Departemen Ristek sebagai koordinator dan bertugas mengurus masalah administrasi dan pendanaan, ITS menghandle pemrograman, desain dan elektronik, LIPI mengambil bagian ,mendisain kamera dan video kontrol, Pindad bertugas membuat makanik robot dan Gegana bertugas mendesain body robot, desain fitur-fitur yang diperlukan robot serta bertuga melakukan uji coba robot terutama uji coba melakukan penjinakan bom.

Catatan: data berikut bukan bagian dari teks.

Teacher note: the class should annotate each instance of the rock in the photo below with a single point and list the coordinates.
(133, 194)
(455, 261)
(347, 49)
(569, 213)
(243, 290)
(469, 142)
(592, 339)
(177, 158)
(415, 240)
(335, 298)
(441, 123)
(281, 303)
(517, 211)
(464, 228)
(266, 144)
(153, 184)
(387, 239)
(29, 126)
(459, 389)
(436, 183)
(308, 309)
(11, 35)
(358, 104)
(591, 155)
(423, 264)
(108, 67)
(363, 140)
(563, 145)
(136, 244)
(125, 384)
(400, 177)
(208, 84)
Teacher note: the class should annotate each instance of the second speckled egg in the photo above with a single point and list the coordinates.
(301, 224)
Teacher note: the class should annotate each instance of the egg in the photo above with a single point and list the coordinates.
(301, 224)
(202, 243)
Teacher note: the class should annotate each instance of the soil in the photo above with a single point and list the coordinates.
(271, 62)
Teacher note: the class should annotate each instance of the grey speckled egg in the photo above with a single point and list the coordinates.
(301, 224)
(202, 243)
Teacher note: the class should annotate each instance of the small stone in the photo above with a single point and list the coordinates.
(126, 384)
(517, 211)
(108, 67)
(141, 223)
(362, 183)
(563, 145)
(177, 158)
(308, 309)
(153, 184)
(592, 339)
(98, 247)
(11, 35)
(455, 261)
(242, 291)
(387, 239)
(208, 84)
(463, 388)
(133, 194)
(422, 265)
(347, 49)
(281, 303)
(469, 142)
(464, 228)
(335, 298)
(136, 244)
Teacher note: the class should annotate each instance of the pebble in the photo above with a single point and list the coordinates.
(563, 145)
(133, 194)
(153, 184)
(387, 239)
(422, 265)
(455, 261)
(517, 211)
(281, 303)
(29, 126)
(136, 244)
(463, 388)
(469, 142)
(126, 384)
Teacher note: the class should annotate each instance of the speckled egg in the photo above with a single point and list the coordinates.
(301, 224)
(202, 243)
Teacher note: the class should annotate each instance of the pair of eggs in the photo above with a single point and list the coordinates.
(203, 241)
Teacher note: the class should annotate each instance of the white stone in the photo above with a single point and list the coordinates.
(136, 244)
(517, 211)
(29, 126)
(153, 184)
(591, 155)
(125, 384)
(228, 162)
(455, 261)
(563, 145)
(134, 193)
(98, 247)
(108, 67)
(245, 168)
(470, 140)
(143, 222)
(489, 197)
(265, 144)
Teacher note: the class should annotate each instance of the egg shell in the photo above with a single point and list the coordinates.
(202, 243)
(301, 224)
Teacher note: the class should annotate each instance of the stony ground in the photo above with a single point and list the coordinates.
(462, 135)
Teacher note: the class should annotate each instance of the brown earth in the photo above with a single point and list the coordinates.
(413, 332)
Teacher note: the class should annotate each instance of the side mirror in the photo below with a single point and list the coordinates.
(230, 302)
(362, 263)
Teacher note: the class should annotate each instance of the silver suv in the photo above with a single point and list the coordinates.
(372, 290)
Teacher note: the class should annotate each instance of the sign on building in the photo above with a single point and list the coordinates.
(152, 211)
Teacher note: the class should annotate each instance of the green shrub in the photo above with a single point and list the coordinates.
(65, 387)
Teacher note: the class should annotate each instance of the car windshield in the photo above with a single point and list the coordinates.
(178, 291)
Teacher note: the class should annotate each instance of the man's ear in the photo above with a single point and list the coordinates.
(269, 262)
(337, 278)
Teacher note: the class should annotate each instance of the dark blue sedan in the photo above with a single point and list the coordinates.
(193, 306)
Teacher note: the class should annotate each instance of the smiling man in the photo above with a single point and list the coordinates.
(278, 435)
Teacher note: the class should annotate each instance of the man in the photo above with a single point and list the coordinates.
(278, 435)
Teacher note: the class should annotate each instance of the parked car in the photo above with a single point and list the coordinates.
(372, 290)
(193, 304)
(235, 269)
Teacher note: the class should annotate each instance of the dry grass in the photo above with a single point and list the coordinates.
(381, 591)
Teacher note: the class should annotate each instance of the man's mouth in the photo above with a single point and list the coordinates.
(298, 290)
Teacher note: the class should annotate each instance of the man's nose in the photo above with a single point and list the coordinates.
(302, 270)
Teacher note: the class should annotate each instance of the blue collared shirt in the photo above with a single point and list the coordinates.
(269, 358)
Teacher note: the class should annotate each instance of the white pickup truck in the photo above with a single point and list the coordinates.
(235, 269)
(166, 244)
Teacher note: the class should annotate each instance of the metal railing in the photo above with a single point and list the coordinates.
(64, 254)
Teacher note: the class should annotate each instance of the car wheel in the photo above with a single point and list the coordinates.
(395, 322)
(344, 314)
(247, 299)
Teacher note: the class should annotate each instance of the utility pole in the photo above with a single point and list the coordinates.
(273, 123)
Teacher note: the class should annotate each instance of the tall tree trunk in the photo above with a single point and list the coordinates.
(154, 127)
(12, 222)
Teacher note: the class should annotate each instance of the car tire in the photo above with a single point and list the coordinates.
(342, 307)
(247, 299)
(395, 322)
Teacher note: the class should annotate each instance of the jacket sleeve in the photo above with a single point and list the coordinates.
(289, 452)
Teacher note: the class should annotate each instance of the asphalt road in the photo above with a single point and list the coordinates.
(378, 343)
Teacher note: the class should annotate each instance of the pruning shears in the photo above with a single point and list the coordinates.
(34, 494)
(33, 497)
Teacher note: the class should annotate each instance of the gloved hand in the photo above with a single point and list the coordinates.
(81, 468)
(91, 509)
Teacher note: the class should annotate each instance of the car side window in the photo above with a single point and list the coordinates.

Pembuatan robot ini diharapkan dapat memenuhi kebutuhan akan robot-robot penjinak bom untuk tim-tim Gegana diseluruh Indonesia, sebagaimana kita ketahui bahwa masih banyak tim-tim gegana di daerah-daerah belum memiliki robot penjinak bom dan masih mengandalkan penjinakan secara semi remote atau manual.
Mungkin rekan-rekan anggota atbindo diseluruh indonesia mempunyai ide atau saran yang bagus untuk desain atau fitur robot yang mungkin berguna dan bisa mendukung tugas kita sebagai penjinak bom dapat memberikan masukannya dan memberi komentar disini.
3 Jun
Atbindo (Asosiasi Teknisi Bom Indonesia) yang sebagian besar anggotanya adalah Gegana Brimob Polri akan merencanakan untuk membagi / menyebarkan informasi mengenai pengenalan bom dan bahan peledak serta penanganan TPTKP ancaman bom.
Namun tentu saja materi yang diberikan disesuaikan dengan peserta pelatihan, artinya bahwa materi yang diberikan untuk anggota polri tentu saja beda dengan materi yang diberikan kepada petugas security gedung dan berbeda juga materi yang diberikan kepada karyawan pabrik atau masyarakan umum.
Rencana ini mengingat maraknya ancaman-ancaman bom yang terjadi di ibukota tercinta kita Jakarta dan tidak menutup kemungkinan di daerah-daera lain di indonesi.